O Lord, O My, Mrs. Molly Bloom’s Cries

For the Filmmaker’s Wife, as she recovers from pneumonia …
I needed to read the end of Ulysses. She needed to choose her wedding wine. A gutted house sits at the back of her yard with only a clawfoot bathtub inside. This is where we read Ulysses with a bottle of wine and two cigarettes.

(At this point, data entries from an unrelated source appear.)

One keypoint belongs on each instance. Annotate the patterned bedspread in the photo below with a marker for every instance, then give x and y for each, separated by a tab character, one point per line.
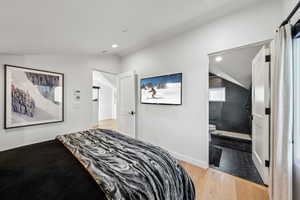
128	169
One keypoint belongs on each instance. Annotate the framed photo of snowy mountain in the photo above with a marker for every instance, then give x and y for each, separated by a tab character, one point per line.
162	90
32	97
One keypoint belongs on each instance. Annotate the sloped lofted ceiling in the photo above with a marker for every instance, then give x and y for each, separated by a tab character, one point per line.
92	26
236	65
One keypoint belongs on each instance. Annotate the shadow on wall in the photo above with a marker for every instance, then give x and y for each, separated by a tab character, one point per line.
234	113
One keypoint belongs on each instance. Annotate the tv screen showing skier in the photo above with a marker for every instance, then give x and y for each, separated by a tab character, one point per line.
162	89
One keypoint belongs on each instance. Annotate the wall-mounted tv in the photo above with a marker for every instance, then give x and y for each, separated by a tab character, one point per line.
165	90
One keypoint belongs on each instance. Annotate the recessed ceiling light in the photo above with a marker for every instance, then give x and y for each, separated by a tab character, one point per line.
219	58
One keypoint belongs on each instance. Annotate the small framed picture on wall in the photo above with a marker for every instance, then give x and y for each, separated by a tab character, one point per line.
32	97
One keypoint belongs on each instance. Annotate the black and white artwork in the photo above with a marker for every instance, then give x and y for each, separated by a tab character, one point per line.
162	89
32	97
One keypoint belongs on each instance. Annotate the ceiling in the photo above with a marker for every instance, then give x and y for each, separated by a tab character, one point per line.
236	65
92	26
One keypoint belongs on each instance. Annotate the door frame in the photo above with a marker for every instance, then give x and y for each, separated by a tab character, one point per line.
133	73
107	72
270	42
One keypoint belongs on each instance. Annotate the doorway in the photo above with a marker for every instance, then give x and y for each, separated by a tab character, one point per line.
236	144
104	100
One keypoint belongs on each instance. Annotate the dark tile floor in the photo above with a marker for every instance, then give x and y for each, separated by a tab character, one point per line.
238	163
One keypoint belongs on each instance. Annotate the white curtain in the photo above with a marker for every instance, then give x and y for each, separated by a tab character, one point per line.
282	115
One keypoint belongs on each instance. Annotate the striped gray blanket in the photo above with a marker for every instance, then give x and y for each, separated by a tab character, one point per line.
128	169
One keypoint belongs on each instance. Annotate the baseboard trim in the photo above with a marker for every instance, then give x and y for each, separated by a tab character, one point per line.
190	160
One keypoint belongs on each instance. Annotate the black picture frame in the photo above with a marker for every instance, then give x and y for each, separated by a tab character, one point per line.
6	66
181	91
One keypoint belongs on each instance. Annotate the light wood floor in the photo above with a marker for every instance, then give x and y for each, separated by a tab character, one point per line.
211	184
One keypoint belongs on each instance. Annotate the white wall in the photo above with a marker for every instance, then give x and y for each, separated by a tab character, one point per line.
183	130
78	75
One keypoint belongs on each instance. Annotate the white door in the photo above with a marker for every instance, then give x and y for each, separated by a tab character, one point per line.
260	105
126	106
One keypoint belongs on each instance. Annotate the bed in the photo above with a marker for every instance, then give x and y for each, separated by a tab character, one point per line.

I say that “we” read it, but that’s a lie. I lay on my back across the dusty floorboards while she read to me, so fantastically, Molly Bloom’s soliloquy. And she didn’t stop, just as Molly would not have, when I begged her, appallingly delighted at this passage:
O Lord I must stretch myself I wished he was here or somebody to let myself go with and come again like that I feel all fire inside me or if I could dream it when he made me spend the 2nd time tickling me behind with his finger I was coming for about 5 minutes with my legs around him I had to hug him after O Lord I wanted to shout out all sorts of things fuck or shit or anything at all only not to look ugly or those lines from the strain who knows the way hed take it you want to feel your way with a man theyre not all like him thank God some of them want you to be so nice about it I noticed the contract he does it and doesnt talk I gave my eyes that look with my hair a bit loose from the bumbling and my tongue between my lips up to him the savage brute Thursday Friday one Saturday two Sunday three O Lord I cant wait till Monday
And I was worried about talking about dildos. O Lord. So much better it was to hear it read aloud, whispered between women, as the sun was sinking, our glasses draining, and a friendship sealed so rightfully over the pages of a yellowing book.